Jacques-Philippe Marson, president and CEO of BNP Paribas Securities Services, has stepped down from the role. It is understood that his departure was not a voluntary one, and follows an alleged but unspecified breach of the internal rules of the BNP Paribas group.
The decision was taken on Monday afternoon by senior executives of the bank. Marson has already been replaced by Jacques dEstais, the former global head of corporate and investment banking at BNP Paribas who recently assumed leadership of the asset management and services division of the bank that encompasses BNP Paribas Securities Services as well as private banking, real estate and asset management.
No other changes are being made to the leadership of BNP Paribas Securities Services, and no change in strategy is anticipated underlining the personal nature of the decision.

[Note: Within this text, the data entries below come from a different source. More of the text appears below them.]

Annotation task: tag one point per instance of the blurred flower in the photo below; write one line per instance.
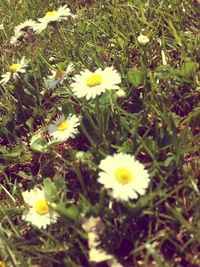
(2, 264)
(120, 93)
(14, 71)
(143, 39)
(94, 228)
(58, 76)
(52, 16)
(39, 213)
(90, 84)
(124, 175)
(62, 129)
(21, 29)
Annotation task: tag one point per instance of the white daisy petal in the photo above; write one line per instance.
(91, 84)
(124, 175)
(62, 129)
(62, 13)
(39, 213)
(58, 77)
(14, 70)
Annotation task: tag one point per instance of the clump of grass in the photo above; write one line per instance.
(156, 120)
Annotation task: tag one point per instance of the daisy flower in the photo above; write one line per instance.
(62, 129)
(21, 30)
(39, 213)
(91, 84)
(124, 175)
(14, 71)
(143, 39)
(59, 76)
(52, 16)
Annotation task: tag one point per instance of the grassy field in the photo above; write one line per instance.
(143, 211)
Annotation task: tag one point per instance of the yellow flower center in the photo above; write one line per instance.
(59, 74)
(2, 264)
(42, 207)
(94, 79)
(123, 176)
(62, 126)
(14, 67)
(50, 13)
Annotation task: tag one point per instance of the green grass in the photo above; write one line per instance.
(157, 122)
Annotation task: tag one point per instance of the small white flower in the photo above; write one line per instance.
(91, 84)
(124, 175)
(59, 76)
(143, 39)
(15, 38)
(39, 213)
(24, 25)
(14, 70)
(21, 29)
(120, 93)
(62, 129)
(52, 16)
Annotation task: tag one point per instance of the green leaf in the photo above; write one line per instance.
(50, 190)
(59, 182)
(188, 69)
(71, 212)
(136, 77)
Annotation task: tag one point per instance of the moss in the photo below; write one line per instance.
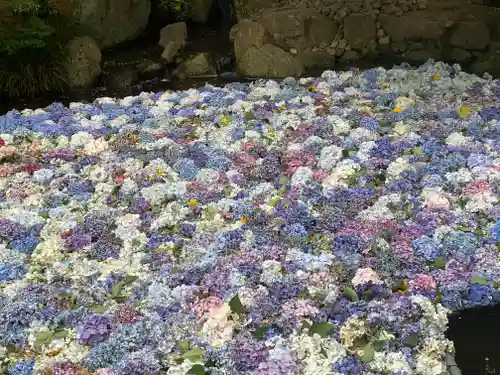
(32, 46)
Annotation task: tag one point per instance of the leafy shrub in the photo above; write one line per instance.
(33, 35)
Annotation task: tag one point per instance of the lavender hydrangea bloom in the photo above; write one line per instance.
(95, 329)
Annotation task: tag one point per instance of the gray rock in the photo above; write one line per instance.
(460, 55)
(471, 35)
(268, 61)
(350, 55)
(298, 28)
(83, 62)
(172, 38)
(235, 29)
(360, 30)
(201, 64)
(316, 60)
(112, 21)
(416, 25)
(419, 56)
(149, 69)
(250, 34)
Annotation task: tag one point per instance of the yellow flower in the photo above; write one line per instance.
(463, 112)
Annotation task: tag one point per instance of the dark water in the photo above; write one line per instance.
(475, 333)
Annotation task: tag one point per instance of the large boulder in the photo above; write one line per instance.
(471, 35)
(112, 21)
(83, 62)
(298, 28)
(249, 8)
(316, 60)
(417, 25)
(360, 30)
(173, 38)
(248, 34)
(268, 61)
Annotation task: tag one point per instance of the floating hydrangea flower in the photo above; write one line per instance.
(95, 329)
(263, 228)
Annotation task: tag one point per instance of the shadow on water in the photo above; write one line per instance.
(475, 333)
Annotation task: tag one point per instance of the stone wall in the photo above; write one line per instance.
(315, 31)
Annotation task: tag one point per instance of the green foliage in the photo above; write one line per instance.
(33, 35)
(178, 8)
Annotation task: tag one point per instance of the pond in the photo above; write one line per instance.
(474, 332)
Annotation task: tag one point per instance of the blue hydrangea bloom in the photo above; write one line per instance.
(294, 230)
(478, 295)
(495, 231)
(186, 168)
(12, 271)
(24, 367)
(25, 245)
(427, 248)
(461, 243)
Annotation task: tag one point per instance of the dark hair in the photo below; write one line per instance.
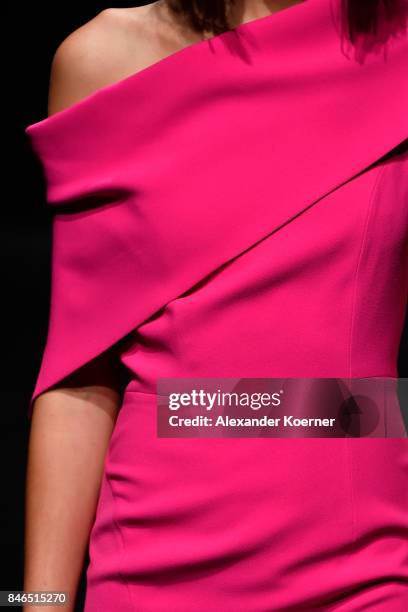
(362, 16)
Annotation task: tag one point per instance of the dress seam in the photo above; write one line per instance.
(349, 441)
(122, 541)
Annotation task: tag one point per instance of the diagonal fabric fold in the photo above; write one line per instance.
(250, 128)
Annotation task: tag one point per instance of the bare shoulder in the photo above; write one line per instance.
(113, 45)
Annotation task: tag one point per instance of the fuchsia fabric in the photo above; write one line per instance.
(230, 211)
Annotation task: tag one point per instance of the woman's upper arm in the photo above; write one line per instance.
(81, 63)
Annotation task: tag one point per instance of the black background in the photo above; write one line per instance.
(32, 33)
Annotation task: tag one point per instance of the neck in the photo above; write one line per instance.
(242, 11)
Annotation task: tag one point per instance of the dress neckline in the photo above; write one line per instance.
(249, 27)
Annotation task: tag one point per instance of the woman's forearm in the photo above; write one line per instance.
(70, 432)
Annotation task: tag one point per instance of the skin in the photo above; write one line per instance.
(71, 425)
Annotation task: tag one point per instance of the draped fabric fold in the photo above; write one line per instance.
(161, 178)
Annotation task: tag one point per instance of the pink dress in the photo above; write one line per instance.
(232, 211)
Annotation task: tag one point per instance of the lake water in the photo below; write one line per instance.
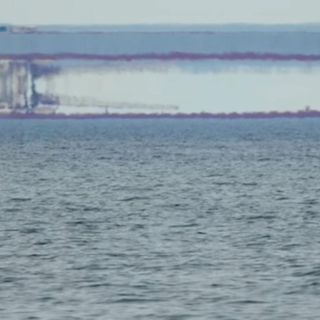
(160, 219)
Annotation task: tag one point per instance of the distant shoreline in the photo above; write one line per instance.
(203, 115)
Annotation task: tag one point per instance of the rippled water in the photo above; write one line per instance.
(160, 219)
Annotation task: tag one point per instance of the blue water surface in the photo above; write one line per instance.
(159, 219)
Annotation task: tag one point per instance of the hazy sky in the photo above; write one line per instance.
(157, 11)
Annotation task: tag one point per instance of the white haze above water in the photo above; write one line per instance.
(230, 91)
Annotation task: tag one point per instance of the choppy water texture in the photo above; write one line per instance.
(160, 219)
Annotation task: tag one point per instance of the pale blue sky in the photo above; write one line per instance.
(158, 11)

The news of the departure of Marson will come as a shock to both clients and staff of BNP Paribas Securities Services. Marson, who had run the business for over ten years since becoming a member of the management board in July 1998, was a CEO built in the visible and passionate mode. He was easily the most high profile figure in European securities services, arguing forcibly for the interest of his firm and the industry in public as well as in private, notably during the contest between the sub-custodian banks and Euroclear (where he was, ironically enough, also a board member) in the early part of this decade. He was equally voluble in the debates surrounding T2S.
Prior to joining Paribas, Marson was executive vice president and head of the Global Investors Services Group at State Street, where he was responsible for all asset servicing business outside the United States. He had joined State Street in July 1992 as senior vice president and head of international operations, having left Cedel in Luxembourg after clashing with its then CEO, Andre Lussi. At Cedel he was a member of the Management Board and Executive Vice President in charge of Business Development, Operations and Treasury, as well as chairman of the credit committee.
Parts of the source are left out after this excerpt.